Economic reasons are one of the issues that cause young peasant girls to join opera because it is the only way that they can earn money to provide support for their family. The Yue Opera actresses joined training school at a young age and received a small stipend. After the trainings, actresses would be hired from company and the company owner would still pay them only a small amount. The Yue Opera actresses do not live well and pay well since earning a living was hard for them because most of the actresses came from poor peasant families.
Unlike the Yue opera, the Beijing Opera actors have family support and connections in the opera circle that help them to earn more. The lack of social support, economic resources, and low literacy has limited the actresses’ power and maintenance.

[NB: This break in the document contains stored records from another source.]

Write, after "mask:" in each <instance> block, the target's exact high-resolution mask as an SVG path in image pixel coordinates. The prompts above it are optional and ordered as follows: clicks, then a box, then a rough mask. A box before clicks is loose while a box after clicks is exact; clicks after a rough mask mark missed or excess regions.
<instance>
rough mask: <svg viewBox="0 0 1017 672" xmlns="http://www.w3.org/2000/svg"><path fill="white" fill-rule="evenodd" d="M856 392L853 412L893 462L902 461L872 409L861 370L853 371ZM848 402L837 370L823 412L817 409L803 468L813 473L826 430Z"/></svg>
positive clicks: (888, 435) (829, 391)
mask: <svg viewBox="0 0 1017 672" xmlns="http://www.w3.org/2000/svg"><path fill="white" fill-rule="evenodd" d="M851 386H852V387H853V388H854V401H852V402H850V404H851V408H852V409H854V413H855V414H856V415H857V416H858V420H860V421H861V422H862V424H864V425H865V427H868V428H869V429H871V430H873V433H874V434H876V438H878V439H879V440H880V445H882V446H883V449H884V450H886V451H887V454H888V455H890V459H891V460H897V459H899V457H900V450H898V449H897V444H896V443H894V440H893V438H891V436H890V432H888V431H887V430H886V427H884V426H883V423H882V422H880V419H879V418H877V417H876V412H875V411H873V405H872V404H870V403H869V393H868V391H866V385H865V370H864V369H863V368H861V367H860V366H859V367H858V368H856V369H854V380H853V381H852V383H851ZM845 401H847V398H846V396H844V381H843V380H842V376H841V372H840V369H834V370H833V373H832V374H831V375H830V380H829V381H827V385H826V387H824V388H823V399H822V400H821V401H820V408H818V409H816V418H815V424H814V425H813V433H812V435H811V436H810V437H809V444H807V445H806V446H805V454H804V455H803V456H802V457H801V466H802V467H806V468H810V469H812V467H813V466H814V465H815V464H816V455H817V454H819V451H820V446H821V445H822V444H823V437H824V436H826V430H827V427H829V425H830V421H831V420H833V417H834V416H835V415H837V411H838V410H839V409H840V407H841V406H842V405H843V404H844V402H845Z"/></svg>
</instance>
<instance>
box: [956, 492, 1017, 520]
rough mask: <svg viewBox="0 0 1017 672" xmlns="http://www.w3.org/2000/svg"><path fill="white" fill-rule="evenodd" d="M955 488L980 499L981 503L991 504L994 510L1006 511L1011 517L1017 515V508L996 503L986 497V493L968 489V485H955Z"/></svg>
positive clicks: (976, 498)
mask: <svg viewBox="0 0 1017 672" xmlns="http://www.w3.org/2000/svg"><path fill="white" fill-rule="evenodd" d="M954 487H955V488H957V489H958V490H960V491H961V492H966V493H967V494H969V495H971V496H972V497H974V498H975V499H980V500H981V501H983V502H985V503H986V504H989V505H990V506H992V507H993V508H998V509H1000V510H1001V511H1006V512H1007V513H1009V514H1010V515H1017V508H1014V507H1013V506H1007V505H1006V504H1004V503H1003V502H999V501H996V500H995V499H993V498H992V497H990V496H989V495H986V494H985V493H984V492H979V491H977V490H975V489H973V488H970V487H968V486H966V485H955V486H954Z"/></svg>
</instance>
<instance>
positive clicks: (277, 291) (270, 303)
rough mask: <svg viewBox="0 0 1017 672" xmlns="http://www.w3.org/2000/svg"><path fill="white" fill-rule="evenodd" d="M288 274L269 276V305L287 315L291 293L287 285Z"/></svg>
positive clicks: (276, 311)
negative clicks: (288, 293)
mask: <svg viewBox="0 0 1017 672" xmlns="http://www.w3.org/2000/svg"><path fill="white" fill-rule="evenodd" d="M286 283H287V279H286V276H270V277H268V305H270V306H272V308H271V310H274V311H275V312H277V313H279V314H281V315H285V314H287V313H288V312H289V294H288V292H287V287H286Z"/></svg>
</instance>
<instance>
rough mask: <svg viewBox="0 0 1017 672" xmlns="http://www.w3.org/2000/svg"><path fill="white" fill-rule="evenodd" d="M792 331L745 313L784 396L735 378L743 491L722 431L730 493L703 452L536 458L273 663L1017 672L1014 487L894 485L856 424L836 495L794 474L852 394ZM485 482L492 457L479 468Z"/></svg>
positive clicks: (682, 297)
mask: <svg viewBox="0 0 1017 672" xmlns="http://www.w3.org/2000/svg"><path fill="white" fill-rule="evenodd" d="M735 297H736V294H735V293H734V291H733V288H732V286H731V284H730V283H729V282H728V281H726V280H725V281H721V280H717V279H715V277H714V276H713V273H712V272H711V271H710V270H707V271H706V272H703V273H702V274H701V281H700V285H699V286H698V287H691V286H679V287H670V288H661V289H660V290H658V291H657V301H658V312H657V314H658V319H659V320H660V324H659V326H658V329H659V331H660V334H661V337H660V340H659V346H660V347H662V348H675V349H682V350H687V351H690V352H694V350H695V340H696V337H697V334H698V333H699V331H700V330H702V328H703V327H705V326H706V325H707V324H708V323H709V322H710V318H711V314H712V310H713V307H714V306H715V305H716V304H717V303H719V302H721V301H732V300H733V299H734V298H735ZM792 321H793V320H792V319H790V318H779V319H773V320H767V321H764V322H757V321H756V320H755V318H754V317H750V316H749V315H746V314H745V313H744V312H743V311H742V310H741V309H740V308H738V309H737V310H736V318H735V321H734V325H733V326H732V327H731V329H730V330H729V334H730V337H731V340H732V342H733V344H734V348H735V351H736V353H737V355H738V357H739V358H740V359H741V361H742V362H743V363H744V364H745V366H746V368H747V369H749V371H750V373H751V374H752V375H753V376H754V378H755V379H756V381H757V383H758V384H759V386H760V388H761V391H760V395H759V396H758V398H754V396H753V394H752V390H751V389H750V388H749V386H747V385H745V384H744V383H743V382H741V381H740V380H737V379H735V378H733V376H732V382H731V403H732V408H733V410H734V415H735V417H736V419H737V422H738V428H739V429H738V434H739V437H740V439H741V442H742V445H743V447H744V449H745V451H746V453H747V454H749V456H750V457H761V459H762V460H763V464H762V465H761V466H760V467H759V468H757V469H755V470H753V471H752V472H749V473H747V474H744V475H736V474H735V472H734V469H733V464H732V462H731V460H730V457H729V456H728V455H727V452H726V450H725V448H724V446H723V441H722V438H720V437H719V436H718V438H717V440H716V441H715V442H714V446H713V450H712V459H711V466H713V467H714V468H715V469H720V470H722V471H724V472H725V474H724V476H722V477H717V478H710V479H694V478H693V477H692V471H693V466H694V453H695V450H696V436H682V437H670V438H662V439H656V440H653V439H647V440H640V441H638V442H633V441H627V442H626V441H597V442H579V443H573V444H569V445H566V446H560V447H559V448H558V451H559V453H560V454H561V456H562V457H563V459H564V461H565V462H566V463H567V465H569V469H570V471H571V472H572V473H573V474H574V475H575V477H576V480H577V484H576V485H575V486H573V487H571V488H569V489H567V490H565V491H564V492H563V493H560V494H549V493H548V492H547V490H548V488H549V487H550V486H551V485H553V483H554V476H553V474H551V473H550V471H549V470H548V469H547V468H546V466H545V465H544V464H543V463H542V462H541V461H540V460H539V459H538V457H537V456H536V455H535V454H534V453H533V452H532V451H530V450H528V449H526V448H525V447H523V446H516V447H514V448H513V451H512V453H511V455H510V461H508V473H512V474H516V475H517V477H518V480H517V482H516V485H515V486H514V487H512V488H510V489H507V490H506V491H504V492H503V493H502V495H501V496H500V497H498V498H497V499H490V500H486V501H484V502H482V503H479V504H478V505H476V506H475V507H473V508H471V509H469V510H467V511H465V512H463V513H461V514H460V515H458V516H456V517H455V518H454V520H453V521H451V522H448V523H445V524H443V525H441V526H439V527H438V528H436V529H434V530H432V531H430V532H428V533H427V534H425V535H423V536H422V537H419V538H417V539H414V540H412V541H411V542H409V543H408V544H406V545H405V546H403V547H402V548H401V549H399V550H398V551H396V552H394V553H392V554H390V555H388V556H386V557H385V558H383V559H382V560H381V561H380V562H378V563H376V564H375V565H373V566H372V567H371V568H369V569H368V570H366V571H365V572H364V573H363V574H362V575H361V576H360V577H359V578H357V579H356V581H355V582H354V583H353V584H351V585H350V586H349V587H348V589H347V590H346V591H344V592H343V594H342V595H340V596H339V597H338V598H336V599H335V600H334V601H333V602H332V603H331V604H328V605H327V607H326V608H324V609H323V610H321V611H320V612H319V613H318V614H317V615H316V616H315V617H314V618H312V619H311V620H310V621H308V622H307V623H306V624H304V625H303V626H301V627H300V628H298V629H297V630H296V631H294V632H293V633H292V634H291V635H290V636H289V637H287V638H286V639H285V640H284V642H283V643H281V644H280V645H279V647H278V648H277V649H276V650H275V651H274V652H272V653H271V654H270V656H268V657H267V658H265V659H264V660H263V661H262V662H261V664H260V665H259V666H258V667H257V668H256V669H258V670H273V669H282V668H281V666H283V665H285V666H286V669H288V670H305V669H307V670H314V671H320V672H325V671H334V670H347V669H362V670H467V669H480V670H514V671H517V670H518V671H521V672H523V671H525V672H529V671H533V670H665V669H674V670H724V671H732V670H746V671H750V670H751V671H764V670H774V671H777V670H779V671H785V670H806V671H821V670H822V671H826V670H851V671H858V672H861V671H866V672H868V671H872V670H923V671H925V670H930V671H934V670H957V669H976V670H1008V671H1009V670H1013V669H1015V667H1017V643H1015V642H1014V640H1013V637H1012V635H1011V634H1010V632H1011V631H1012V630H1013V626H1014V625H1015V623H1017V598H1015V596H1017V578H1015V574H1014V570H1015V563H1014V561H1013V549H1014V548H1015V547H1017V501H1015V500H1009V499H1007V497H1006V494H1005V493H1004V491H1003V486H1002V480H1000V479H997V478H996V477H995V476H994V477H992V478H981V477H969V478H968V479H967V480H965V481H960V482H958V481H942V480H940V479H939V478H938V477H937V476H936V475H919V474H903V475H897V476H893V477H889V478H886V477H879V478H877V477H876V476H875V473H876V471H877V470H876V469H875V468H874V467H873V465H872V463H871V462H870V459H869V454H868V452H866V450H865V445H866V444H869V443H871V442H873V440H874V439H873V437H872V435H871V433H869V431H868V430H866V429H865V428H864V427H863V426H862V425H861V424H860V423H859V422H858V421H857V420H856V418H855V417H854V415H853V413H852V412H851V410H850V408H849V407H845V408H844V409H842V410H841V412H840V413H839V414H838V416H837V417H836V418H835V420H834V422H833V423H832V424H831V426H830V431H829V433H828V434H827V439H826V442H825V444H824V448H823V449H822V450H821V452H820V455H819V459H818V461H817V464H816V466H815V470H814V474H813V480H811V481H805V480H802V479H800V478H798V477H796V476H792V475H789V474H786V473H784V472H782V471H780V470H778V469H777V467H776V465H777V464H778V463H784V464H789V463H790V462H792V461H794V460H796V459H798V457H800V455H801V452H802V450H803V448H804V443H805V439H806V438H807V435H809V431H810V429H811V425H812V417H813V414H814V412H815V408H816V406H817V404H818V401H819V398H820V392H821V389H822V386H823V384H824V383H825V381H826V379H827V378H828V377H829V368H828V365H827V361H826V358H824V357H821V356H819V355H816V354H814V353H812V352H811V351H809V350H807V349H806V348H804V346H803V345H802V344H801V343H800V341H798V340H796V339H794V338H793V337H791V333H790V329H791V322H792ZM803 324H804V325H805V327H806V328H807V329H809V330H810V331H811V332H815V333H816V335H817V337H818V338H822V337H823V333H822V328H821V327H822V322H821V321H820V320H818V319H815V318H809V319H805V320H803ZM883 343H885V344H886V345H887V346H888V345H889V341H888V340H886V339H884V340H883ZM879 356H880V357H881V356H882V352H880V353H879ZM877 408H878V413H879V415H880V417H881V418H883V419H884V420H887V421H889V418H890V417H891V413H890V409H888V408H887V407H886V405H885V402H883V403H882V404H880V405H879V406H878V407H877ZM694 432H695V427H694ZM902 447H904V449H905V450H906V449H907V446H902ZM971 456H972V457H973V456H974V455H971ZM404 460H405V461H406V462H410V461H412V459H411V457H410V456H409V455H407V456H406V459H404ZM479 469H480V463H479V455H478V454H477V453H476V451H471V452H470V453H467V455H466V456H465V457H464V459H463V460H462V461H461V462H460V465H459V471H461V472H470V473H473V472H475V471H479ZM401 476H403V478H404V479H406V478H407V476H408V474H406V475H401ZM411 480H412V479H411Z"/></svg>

In order for the actresses to gain more support and power, they often secretly tied relationship with their theater bosses or married rich men. However, many Yue Opera actresses that became the secondary wives or concubine of rich men have suffered with “varying degrees of abuse and exploitation at the hands of their husband” (Jiang, 71).
Despite of the financial comfort, actresses have suffered in their personal lives and faced personal tragedies. The reforms of the Yue Opera were not only a change in the artistic form of Chinese Opera but also a change and impact in the women’s lives. The Yue Opera worked and collaborated with each other to change the old styles of Yue Opera to a new style in order to improve women’s living and working conditions. The Yue opera actresses started to form sisterhood that tried to fight for their rights and work together for common goals and interest.
The reform was very successful since it was collaboration between performers and theater staff and many progressive male writers and professionals would participate in the reforms. The goal of the sisterhood is to search for independence and to improve their living conditions. In the summer of 1947, ten famous female Yue Opera actresses performed on stages to establish their goals and to promote their messages to their audience. However, the performance was banned by the Shanghai municipal government but the performance demonstrated the actresses’ courage and desire to modify and improve women’s lives.
The Yue Opera has played an important role in women’s lives since it is a way for them to express their emotions and a way for them to search for independence. Unlike many other regional operas, the Yue Opera shows women’s entrance into the opera market and demonstrated women’s intelligence. The progression and transformation of the Yue Opera is shaped by traditional Chinese Operas and women’s status in Chinese culture. The reform of Yue Opera sends out a message to the society about women’s roles.